We're Moving!

The Vertica Forum is moving to a new OpenText Analytics Database (Vertica) Community.

Join us there to post discussion topics, learn about

product releases, share tips, access the blog, and much more.

Create My New Community Account Now


UNION ALL and count(*) performance — Vertica Forum

UNION ALL and count(*) performance

dimitri_pdimitri_p
edited April 23 in General Discussion

I have two tables with identical structure:
table1_1
table1_2

and a view1:

select * from table1_1 union all select * from table1_2

select count(1) from table1_1

returns in under a second

select count(1) from table1_2

returns in under a second as well

But

select count(1) from view1

just gets stuck. How is this possible?

Answers

  • That is very possible.
    See query plan, by running query with prepended EXPLAIN.
    Learn how to read and understand query plan.
    Eventually you will get an idea what is going on.

  • dimitri_pdimitri_p
    edited May 2

    Sadly, I had done that before and nothing explained me what happened. Maybe if you could give more concrete an idea (an example) of what exactly in the query plan could have caused it - it would be more substantial. There are no JOIN's or predicates either way, the projections used are the same and the GROUP BY is HASH in both cases. I am more inclined to think that it has to do with memory allocation.
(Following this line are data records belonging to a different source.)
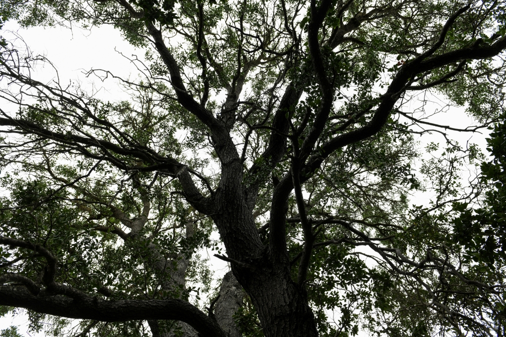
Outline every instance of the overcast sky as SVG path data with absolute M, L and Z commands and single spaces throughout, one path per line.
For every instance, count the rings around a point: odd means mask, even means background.
M 70 30 L 59 27 L 20 29 L 15 23 L 9 22 L 5 25 L 3 31 L 2 35 L 7 39 L 11 40 L 14 38 L 15 33 L 22 38 L 34 55 L 44 55 L 50 60 L 58 70 L 62 85 L 66 84 L 70 80 L 78 80 L 85 88 L 91 89 L 93 88 L 91 83 L 95 83 L 95 89 L 102 87 L 99 92 L 99 97 L 106 101 L 117 100 L 126 96 L 122 94 L 120 87 L 116 85 L 114 81 L 109 80 L 103 83 L 96 77 L 87 78 L 85 73 L 91 69 L 103 69 L 124 78 L 130 76 L 135 78 L 138 76 L 137 69 L 119 52 L 128 57 L 136 55 L 141 59 L 144 56 L 143 51 L 132 47 L 123 40 L 119 31 L 111 26 L 93 28 L 91 31 L 83 31 L 78 28 Z M 24 48 L 20 40 L 17 40 L 15 44 L 22 49 Z M 50 81 L 55 76 L 54 71 L 48 66 L 39 67 L 37 70 L 34 77 L 41 81 Z M 465 128 L 469 125 L 470 119 L 463 117 L 462 115 L 461 110 L 453 110 L 438 117 L 433 121 L 451 124 L 456 128 Z M 455 118 L 457 116 L 458 118 Z M 472 135 L 466 133 L 460 135 L 452 134 L 452 136 L 458 139 L 461 144 L 464 145 Z M 478 135 L 473 137 L 472 141 L 483 146 L 485 145 L 484 138 L 483 135 Z M 423 147 L 424 144 L 428 143 L 429 140 L 442 144 L 444 142 L 440 136 L 417 139 L 420 141 L 420 147 Z M 419 201 L 420 199 L 417 201 Z M 217 268 L 224 268 L 223 263 L 221 261 L 217 261 L 214 258 L 212 258 L 211 261 L 214 264 L 216 263 Z M 223 272 L 220 274 L 221 275 Z M 220 277 L 220 275 L 217 276 Z M 0 318 L 0 330 L 11 325 L 18 325 L 19 332 L 22 335 L 37 335 L 28 333 L 27 324 L 26 317 L 24 315 L 18 315 L 14 320 L 10 316 Z

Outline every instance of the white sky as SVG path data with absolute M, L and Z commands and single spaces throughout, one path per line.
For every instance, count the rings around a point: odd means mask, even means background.
M 117 86 L 115 81 L 109 80 L 102 83 L 96 77 L 87 78 L 84 73 L 91 69 L 101 68 L 124 78 L 129 76 L 136 78 L 138 73 L 137 69 L 128 60 L 118 54 L 118 52 L 129 57 L 135 54 L 140 59 L 144 56 L 142 50 L 136 50 L 132 47 L 123 39 L 117 30 L 111 26 L 95 28 L 91 31 L 83 31 L 75 28 L 72 31 L 59 27 L 20 29 L 17 24 L 9 22 L 5 25 L 1 34 L 10 40 L 13 33 L 6 31 L 9 30 L 16 32 L 22 37 L 33 54 L 44 55 L 52 61 L 58 70 L 62 84 L 77 79 L 82 82 L 85 88 L 91 88 L 89 87 L 90 83 L 95 83 L 95 86 L 103 87 L 100 90 L 99 95 L 100 98 L 105 100 L 115 101 L 126 98 L 126 96 L 122 94 L 120 87 Z M 20 40 L 16 44 L 20 47 L 23 47 Z M 47 66 L 40 69 L 35 73 L 35 78 L 41 79 L 42 81 L 51 80 L 55 73 L 48 70 L 51 69 Z M 456 118 L 457 116 L 458 118 Z M 471 121 L 470 118 L 463 116 L 461 111 L 453 110 L 442 114 L 431 121 L 451 125 L 455 128 L 465 128 L 470 124 Z M 460 134 L 452 133 L 451 135 L 462 145 L 471 139 L 472 142 L 483 146 L 484 151 L 484 135 L 473 135 L 470 133 Z M 420 141 L 420 147 L 423 147 L 424 144 L 429 141 L 440 142 L 442 144 L 444 142 L 440 135 L 415 136 L 415 139 L 416 138 Z M 417 197 L 416 203 L 419 204 L 420 201 L 428 201 L 424 200 L 424 198 L 421 195 Z M 226 269 L 226 264 L 213 257 L 212 254 L 210 254 L 210 259 L 217 271 L 215 276 L 221 277 Z M 26 316 L 24 315 L 19 315 L 14 319 L 10 316 L 0 318 L 0 330 L 11 325 L 19 326 L 19 332 L 23 335 L 37 335 L 28 333 L 28 323 Z

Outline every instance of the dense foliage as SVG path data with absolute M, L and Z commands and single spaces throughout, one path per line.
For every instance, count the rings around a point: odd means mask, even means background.
M 112 25 L 145 55 L 107 101 L 2 40 L 0 313 L 55 336 L 506 335 L 505 10 L 2 1 L 0 23 Z M 491 161 L 451 139 L 487 127 Z

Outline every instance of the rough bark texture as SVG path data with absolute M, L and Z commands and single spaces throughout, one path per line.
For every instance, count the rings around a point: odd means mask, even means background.
M 234 322 L 233 316 L 242 306 L 244 293 L 242 287 L 231 271 L 223 277 L 219 296 L 215 305 L 216 321 L 226 335 L 240 337 L 241 333 Z

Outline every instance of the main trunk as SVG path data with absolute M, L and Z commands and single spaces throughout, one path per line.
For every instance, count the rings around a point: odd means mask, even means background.
M 232 267 L 251 298 L 266 337 L 318 336 L 313 312 L 283 266 Z

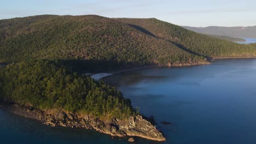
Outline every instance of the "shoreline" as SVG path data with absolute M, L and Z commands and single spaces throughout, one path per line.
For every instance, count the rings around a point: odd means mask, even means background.
M 242 59 L 242 58 L 256 58 L 255 57 L 213 57 L 211 61 L 214 61 L 214 59 Z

  • marcothesanemarcothesane - Select Field - Administrator

    Well, I ran a test on a one-million-row table.

    These are the first 10 rows:

    SELECT * FROM dbadmin.one_million_rows LIMIT 10;
    -- out  id | id_desc |    dob     | category |        busid         | revenue 
    -- out ----+---------+------------+----------+----------------------+---------
    -- out   0 |       0 | 1950-01-01 |        1 | ====== boss ======== |   0.000
    -- out   1 |      -1 | 1950-01-02 |        2 | kbv-000001kbv-000001 |   0.010 
    -- out   2 |      -2 | 1950-01-03 |        3 | kbv-000002kbv-000002 |   0.020
    -- out   3 |      -3 | 1950-01-04 |        4 | kbv-000003kbv-000003 |   0.030
    -- out   4 |      -4 | 1950-01-05 |        5 | kbv-000004kbv-000004 |   0.040
    -- out   5 |      -5 | 1950-01-06 |        1 | ====== boss ======== |   0.050
    -- out   6 |      -6 | 1950-01-07 |        2 | kbv-000006kbv-000006 |   0.060
    -- out   7 |      -7 | 1950-01-08 |        3 | kbv-000007kbv-000007 |   0.070
    -- out   8 |      -8 | 1950-01-09 |        4 | kbv-000008kbv-000008 |   0.080
    -- out   9 |      -9 | 1950-01-10 |        5 | kbv-000009kbv-000009 |   0.090
    

    I made a copy of that table) using COPY_TABLE():

    SELECT COPY_TABLE('dbadmin.one_million_rows','dbadmin.another_million_rows');
    -- out                                                      COPY_TABLE                                                     
    -- out --------------------------------------------------------------------------------------------------------------------
    -- out  Created table dbadmin.another_million_rows.
    -- out Copied table dbadmin.one_million_rows to dbadmin.another_million_rows
    

    I created a view combining the two:

    CREATE view vw_2_mill_rows AS SELECT * FROM one_million_rows UNION ALL SELECT * FROM another_million_rows;
    -- out CREATE VIEW
    -- out Time: First fetch (0 rows): 92.577 ms. All rows formatted: 92.670 ms
    

    Btw. I'm working on a one-noder, hence no hints as to which nodes the operators run on.

    Then,
    1. I explain the SELECT from one of the tables (I don't need to repeat on the other, as it is identical thanks to COPY_TABLE() ):

    EXPLAIN SELECT COUNT(1) FROM  one_million_rows; 
    -- out  Access Path:
    -- out  +-GROUPBY NOTHING [Cost: 3, Rows: 1] (PATH ID: 1)
    -- out  |  Aggregates: count(1)
    -- out  | +---> STORAGE ACCESS for one_million_rows [Cost: 2, Rows: 1M (1 RLE)] (PATH ID: 2)
    -- out  | |      Projection: dbadmin.one_million_rows_super
    
    1. I explain the select from the view:
    -- out  Access Path:
    -- out  +-GROUPBY NOTHING [Cost: 5K, Rows: 3] (PATH ID: 5)
    -- out  |  Aggregates: count(1)
    -- out  | +---> UNION ALL [Cost: 5K, Rows: 2M] (PATH ID: 7)
    -- out  | | +---> STORAGE ACCESS for one_million_rows [Cost: 2K, Rows: 1M] (PATH ID: 9)
    -- out  | | |      Projection: dbadmin.one_million_rows_super
    -- out  | | |      Materialize: one_million_rows.id
    -- out  | | +---> STORAGE ACCESS for another_million_rows [Cost: 2K, Rows: 1M] (PATH ID: 11)
    -- out  | | |      Projection: dbadmin.another_million_rows_super
    -- out  | | |      Materialize: another_million_rows.id
    

    Note that for the SELECT COUNT(1) on a table, nothing needs materialising, as the row count is usually stored in the table statistics and is picked from there, resulting in an overall cost efficient of 3.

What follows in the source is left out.